This study utilized the most recent race and ethnicity data collected as part of the administrative records of a large, integrated health plan and compared it to information available from birth certificates. The information was accurate for ethnicity and for the three largest racial groups (White, Black, and Asian). Two major causes of disagreement between administrative and birth certificate records were identified: (1) missing information in administrative records and (2) classification of children of multiple races based on information from only one parent. Eliminating these causes would increase the sensitivity for correct racial classification from 66.4% to 95.7%. Because race and ethnicity information in health plan administrative records are constantly updated, information was more accurate in children with more medical encounters. Sensitivity and PPVs were generally higher in non-Hispanics than in Hispanics. Limitations in data quality were noted for children of multiple races and children of AIAN origin.
The quality of racial and ethnic information in children has not been well studied. However, the results from the present study were comparable to two previous studies investigating race and ethnicity information in adults [14, 15]. In these studies, PPVs for Whites and Blacks were between 86.7% and 95.1%. However, PPVs and sensitivity for small minority groups such as AIAN were generally poor . Comparably, PPV and sensitivity for Hispanic adults was lower than for non-Hispanic Whites and Blacks. These patterns are generally consistent with the accuracy observed for racial and ethnic information in Medicare enrollment databases . The present study also shows that the patterns of misclassification varied greatly between Hispanic and non-Hispanic children.
In the present study, one major reason for race/ethnicity misclassification in the administrative records was missing information (non-classification). After exclusion of non-classified individuals, the sensitivity improved significantly for Whites, Black, and AIAN. This partially explains the lower sensitivity observed in our study compared to other studies which excluded non-classified individuals from their study population [14, 15]. Incomplete and missing information on race, ethnicity and language in databases from health care organizations has been reported by others previously . The results from our study suggest that birth certificate information is not routinely used to fill missing information in administrative records, even if available as in this setting.
The second important cause of disagreement between administrative records and birth certificates was the misclassification of children whose parents had a different race (i.e. multiple races). Among children of multiple races, the vast majority of children were misclassified because only racial information of one parent - mostly maternal information - was used for classification purposes. One possible explanation for this misclassification is an often observed simplification of multiracial heritage. Multiple races are often reported as one main race [25, 26]. Multiracial identification varies across regions and races; in particular, AIAN are less likely to report themselves as multiracial . It may also be speculated that maternal presence during birth as well as later medical encounters account for this observation.

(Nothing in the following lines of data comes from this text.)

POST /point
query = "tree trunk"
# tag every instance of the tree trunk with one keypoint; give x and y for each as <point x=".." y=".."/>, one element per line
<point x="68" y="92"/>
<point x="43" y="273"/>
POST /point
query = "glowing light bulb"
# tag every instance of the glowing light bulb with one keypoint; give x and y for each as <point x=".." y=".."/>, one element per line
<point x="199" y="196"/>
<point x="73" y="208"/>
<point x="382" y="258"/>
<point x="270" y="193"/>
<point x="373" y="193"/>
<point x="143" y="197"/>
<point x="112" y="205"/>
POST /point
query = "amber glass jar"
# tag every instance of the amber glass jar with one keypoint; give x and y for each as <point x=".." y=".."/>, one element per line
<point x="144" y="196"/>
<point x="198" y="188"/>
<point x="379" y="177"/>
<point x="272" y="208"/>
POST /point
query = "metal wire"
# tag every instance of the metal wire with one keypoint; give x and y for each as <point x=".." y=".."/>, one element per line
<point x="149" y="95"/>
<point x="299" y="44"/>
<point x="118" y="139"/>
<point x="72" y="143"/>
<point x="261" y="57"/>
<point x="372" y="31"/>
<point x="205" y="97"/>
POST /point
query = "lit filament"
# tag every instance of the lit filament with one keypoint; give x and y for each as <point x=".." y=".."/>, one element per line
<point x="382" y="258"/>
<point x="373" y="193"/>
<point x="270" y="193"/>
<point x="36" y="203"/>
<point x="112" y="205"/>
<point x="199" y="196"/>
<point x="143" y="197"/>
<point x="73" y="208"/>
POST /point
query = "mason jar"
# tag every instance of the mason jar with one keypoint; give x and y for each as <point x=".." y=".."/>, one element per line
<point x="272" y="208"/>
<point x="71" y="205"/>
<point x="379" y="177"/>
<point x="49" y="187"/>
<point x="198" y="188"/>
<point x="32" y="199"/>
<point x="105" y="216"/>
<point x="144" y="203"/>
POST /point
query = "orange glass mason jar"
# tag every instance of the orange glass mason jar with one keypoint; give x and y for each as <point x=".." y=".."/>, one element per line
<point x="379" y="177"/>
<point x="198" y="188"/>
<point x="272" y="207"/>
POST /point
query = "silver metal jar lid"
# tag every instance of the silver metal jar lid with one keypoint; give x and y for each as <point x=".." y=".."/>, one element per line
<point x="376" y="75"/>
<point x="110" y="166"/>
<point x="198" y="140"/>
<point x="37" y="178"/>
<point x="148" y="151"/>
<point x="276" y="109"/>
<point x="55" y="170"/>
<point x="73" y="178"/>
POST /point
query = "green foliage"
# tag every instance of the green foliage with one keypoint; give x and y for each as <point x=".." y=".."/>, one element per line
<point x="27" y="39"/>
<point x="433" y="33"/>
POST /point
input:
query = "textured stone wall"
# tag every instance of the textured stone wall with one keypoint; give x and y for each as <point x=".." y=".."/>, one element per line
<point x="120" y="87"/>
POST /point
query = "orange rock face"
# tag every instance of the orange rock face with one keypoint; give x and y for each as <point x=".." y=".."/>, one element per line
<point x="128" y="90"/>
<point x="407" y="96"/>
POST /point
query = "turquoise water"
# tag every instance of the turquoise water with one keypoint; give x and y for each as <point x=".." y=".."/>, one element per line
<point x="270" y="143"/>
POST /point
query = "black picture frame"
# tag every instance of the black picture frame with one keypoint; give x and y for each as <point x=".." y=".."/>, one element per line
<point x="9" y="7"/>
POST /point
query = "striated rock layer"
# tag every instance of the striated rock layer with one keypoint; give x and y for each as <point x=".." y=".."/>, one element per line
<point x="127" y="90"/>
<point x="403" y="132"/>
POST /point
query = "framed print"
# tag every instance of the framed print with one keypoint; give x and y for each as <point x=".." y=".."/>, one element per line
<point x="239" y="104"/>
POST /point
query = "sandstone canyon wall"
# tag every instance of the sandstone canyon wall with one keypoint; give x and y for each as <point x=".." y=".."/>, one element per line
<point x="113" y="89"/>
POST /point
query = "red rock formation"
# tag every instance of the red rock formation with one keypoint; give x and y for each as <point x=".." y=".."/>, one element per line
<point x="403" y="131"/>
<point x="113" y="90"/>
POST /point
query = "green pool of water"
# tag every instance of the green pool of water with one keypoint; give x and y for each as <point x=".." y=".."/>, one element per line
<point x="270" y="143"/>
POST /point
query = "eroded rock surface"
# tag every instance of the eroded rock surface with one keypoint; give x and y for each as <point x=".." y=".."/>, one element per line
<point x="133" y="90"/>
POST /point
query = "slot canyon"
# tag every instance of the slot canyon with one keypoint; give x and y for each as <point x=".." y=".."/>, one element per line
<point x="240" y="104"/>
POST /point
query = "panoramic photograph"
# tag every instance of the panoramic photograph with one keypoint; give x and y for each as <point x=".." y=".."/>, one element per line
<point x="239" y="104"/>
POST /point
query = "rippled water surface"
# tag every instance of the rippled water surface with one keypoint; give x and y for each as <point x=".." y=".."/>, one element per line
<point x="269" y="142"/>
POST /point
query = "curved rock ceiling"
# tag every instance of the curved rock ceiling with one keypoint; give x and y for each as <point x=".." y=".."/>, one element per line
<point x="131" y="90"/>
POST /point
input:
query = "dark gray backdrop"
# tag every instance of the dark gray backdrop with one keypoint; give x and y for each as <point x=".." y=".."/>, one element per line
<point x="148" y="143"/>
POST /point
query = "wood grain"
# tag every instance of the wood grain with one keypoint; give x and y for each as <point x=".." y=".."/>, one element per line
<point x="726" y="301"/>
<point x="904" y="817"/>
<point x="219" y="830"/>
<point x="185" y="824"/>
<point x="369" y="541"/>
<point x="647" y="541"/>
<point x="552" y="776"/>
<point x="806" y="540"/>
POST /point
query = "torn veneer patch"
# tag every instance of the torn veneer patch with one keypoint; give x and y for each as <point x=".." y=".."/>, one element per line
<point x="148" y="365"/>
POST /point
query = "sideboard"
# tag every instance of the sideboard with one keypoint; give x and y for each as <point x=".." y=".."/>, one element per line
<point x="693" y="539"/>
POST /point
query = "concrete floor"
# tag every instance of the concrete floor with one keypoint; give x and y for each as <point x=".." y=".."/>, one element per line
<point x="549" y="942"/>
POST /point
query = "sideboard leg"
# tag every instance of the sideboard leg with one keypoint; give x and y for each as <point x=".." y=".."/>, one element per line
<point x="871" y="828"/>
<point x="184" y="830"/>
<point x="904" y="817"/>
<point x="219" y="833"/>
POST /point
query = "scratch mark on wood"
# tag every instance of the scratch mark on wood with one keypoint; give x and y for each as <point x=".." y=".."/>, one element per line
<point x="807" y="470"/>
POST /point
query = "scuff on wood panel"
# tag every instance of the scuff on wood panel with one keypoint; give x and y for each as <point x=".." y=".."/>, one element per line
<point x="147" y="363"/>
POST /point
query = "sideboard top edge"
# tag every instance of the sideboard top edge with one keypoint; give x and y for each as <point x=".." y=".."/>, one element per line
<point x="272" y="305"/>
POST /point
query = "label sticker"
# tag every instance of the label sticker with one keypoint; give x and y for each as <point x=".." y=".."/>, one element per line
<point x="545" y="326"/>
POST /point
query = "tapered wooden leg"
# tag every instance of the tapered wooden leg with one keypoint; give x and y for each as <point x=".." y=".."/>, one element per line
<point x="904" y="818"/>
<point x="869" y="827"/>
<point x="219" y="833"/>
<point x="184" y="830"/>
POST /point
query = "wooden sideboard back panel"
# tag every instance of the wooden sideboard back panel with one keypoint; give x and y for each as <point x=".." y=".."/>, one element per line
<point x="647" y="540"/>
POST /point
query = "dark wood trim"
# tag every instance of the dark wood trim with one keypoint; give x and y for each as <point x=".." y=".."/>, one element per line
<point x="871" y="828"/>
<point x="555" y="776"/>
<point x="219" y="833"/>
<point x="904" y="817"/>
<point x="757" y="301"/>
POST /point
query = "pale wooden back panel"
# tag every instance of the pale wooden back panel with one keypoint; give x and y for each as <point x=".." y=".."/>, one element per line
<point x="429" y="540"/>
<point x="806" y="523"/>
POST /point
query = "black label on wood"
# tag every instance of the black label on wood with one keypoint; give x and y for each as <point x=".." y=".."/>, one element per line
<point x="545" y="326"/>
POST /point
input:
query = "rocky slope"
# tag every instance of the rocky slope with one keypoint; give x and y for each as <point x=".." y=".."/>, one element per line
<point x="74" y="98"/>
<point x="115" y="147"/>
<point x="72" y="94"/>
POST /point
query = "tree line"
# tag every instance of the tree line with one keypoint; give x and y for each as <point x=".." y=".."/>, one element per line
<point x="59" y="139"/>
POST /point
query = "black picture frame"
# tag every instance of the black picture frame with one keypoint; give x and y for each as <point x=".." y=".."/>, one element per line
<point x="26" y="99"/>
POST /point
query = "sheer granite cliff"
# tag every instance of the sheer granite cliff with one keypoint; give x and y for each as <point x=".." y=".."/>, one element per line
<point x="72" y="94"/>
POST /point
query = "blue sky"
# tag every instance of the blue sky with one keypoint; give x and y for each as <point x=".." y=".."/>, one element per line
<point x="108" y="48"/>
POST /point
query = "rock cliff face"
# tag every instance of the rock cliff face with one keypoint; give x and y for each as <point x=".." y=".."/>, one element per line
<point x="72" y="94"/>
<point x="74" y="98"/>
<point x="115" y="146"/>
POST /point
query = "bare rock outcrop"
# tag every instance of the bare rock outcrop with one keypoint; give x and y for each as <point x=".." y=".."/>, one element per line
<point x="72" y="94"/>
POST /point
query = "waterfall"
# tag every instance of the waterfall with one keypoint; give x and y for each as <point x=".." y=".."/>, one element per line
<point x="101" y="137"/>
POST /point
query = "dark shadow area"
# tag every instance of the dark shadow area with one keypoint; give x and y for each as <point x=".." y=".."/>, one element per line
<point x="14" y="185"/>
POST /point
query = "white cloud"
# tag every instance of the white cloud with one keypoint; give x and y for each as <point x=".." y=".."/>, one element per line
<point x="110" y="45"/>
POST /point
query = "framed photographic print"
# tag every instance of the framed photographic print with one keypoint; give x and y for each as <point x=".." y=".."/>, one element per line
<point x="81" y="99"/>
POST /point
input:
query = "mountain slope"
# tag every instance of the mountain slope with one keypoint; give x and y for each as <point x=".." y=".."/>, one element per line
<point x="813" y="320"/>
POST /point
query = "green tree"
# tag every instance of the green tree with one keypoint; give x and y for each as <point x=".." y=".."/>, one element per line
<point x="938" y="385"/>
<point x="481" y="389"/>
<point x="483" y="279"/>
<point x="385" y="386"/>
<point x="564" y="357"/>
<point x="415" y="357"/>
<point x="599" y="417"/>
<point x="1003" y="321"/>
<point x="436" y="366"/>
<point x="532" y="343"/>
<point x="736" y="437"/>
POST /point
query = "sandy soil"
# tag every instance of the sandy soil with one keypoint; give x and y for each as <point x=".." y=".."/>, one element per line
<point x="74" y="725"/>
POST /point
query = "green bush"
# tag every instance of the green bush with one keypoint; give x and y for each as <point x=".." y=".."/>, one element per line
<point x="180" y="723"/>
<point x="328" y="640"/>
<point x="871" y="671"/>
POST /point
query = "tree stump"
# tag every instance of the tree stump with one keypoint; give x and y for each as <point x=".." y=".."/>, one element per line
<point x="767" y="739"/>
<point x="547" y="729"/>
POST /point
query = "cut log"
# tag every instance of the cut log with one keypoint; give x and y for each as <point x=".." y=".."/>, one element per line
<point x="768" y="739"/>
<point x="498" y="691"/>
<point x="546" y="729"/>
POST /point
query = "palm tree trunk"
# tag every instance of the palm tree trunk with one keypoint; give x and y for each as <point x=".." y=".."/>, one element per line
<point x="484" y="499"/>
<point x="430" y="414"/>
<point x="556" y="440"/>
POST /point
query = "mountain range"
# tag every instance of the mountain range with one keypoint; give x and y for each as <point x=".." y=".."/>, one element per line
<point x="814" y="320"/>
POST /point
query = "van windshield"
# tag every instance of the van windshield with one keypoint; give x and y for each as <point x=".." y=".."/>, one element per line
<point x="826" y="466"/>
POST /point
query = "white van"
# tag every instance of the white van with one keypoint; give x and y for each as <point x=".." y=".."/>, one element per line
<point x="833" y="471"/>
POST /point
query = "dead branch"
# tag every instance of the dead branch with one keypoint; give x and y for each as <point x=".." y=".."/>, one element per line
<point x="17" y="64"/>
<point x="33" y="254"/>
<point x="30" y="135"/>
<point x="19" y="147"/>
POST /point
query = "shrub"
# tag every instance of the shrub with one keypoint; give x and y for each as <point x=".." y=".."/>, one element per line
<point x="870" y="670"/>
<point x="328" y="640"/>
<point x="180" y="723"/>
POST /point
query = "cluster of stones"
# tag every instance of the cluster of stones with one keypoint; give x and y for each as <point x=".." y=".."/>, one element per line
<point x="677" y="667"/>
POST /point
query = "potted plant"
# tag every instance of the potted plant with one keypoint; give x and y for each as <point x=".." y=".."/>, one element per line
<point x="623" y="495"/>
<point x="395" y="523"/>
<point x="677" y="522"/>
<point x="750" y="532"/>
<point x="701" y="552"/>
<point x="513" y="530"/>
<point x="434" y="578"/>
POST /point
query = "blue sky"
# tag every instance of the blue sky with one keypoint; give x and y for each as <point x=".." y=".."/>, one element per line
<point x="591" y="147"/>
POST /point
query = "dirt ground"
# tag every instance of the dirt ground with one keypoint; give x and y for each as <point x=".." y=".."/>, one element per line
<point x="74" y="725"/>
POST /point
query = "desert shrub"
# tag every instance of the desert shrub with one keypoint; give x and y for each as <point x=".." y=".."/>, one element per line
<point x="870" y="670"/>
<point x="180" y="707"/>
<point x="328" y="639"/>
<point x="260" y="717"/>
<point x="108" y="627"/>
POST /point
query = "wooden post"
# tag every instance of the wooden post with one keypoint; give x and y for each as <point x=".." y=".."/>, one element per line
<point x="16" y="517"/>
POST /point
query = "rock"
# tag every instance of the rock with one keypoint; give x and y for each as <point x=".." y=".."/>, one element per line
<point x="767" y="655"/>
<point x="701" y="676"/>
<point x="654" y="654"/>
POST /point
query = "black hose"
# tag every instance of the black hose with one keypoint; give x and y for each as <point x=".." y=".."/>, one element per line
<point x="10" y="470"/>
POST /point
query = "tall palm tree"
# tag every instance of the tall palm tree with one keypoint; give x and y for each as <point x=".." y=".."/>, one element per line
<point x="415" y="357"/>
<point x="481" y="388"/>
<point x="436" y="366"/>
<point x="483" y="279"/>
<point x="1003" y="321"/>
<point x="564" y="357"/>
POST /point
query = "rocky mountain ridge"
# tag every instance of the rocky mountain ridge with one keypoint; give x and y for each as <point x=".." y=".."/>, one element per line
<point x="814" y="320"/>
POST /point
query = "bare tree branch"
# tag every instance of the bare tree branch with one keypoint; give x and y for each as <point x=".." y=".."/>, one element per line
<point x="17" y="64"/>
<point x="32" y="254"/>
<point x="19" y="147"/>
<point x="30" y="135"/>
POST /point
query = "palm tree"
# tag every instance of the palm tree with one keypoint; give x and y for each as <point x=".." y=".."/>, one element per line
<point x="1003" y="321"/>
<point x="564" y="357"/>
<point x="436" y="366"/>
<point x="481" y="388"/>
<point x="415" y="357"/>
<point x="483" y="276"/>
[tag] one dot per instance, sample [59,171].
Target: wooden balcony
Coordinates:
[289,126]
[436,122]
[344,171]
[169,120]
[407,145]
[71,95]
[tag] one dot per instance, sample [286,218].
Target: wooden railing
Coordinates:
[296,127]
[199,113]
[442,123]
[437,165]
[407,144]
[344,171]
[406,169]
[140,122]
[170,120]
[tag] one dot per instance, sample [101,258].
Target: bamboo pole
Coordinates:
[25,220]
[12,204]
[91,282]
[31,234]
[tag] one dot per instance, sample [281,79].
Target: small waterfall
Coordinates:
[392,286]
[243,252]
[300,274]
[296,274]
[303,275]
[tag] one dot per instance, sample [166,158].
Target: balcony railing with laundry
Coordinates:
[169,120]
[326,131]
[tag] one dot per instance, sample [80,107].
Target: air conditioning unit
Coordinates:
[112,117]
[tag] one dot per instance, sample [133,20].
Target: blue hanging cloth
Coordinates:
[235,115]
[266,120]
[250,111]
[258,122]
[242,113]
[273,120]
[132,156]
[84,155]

The present study adds new information on changes in the quality of race information over the course of membership. Race and ethnicity data collected in an integrated health care system used in the present study are updated during medical visits, as opposed to other settings such as health insurance claims where race/ethnicity information is usually collected at enrollment. The present study shows that the quality of information increased over time with increasing number of medical encounters, especially inpatient visits. Although the effects may differ in magnitude by organization, we can assume our results are generalizable to other integrated health care settings that update their patient's demographic data during office visits.
Our study benefited from the substantial size of a diverse population with adequate numbers of Hispanic and non-Hispanic racial and ethnic group representation to generate ample statistical power and allow valid estimates of sensitivity and PPVs. A limitation of the present study is the use of information obtained from birth certificate records as a criterion standard. After carefully reviewing the birth certificate records, previous studies have reported that birth certificate records provide relatively valid information on race and ethnicity [16, 19]. Race and ethnicity from birth certificates are also used as standards for federal statistics such as intercensal population estimates [20–22]. Despite PPVs of 96% and above for most races, significant limitations of the data quality were described for individuals of AIAN origin.
Consequences of misclassification of racial and ethnic minorities can lead to data misinterpretation and erroneous conclusions. Incorrect classification of individuals of a small minority group may lead to over or underestimation of health disparities and race-related risk factors. Therefore, accurate racial and ethnic information is crucial for health care research.